The concept of prediction is not new in technology. What has changed is the availability of masses of data from the thousands of sensors that constitute the Internet of Things and the ability to use it for continuous prediction without manual intervention.
Today, by continuously monitoring the actual conditions and actions of equipment, staff, inventories, trades, and anything else that impacts a business, gathered data can be analyzed and acted upon. The aggregated amount of data is mind-boggling, described in terabytes, petabytes and exabytes.
The key advance in building predictive analytics has been the use of statistical models with historical data. It can now be deployed so that shipping delays can be prevented by foreseeing where bottlenecks will occur, fraud stopped before it happens and equipment fixed before it breaks. And in retail, store operators can order more inventory before it runs out.
Predictive analytics can be used to determine when a retailer’s competitors are likely to be lowering prices, prompting automatic pre-emptive action via digital shelf-edge labels. Indeed, within a store, sensors can also automatically signal when shelves are likely to be low on goods, alerting staff via smart badges.
In the logistics industry, predictive analytics allow supply chain managers to receive a definitive time of arrival for shipping, based upon a dynamic statistical prediction model.
In manufacturing, data streaming from single components or entire pieces of equipment can used to predict the possibility of future failures, allowing the arrival of new components to be synchronized with that of the repair technician.
The key requirement, of course, for successful deployment of predictive analytics, is for an enterprise to be able to analyze fast flows of Big Data. These will stream through from its own operations and from relevant sources in its customer-base, market or news channels. The volumes are so big, they cannot be fathomed without the use of data scientists, computing power and algorithms.
Once mistakenly considered lonely geeks, data scientists now have some of the most desirable and in-demand jobs on the planet. Using computer and mathematics skills along with their native curiosity and creativity, they mine mountains of data to find competitive opportunities – and to predict likely future outcomes.

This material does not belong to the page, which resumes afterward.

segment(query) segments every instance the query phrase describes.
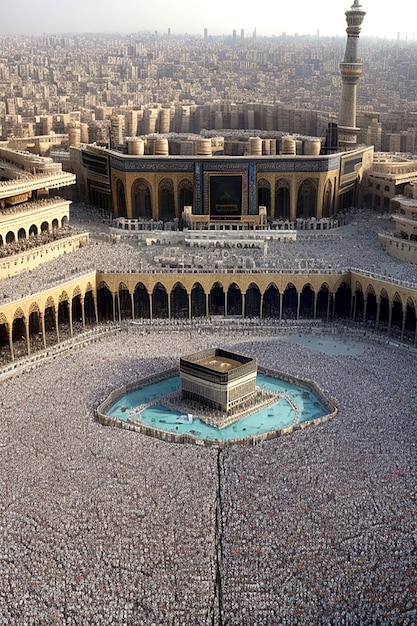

Possessing a rare skillset, they are however, in short supply, which is why firms need to become more creative, integrating data science more tightly with IT departments and building teams that include computer experts, mathematicians, statisticians and business specialists. All these talents are needed if an enterprise is to crack the Big Data code and really drive value from it.
As Big Data becomes more accessible, in part through increased adoption of open data standards, and as analytical tools become more readily available, more enterprises will enjoy the benefits of predictive analytics.
We will soon see some extraordinary game-changing use cases where goods are automatically ordered and delivered to the warehouse before a sales campaign causes a shortage.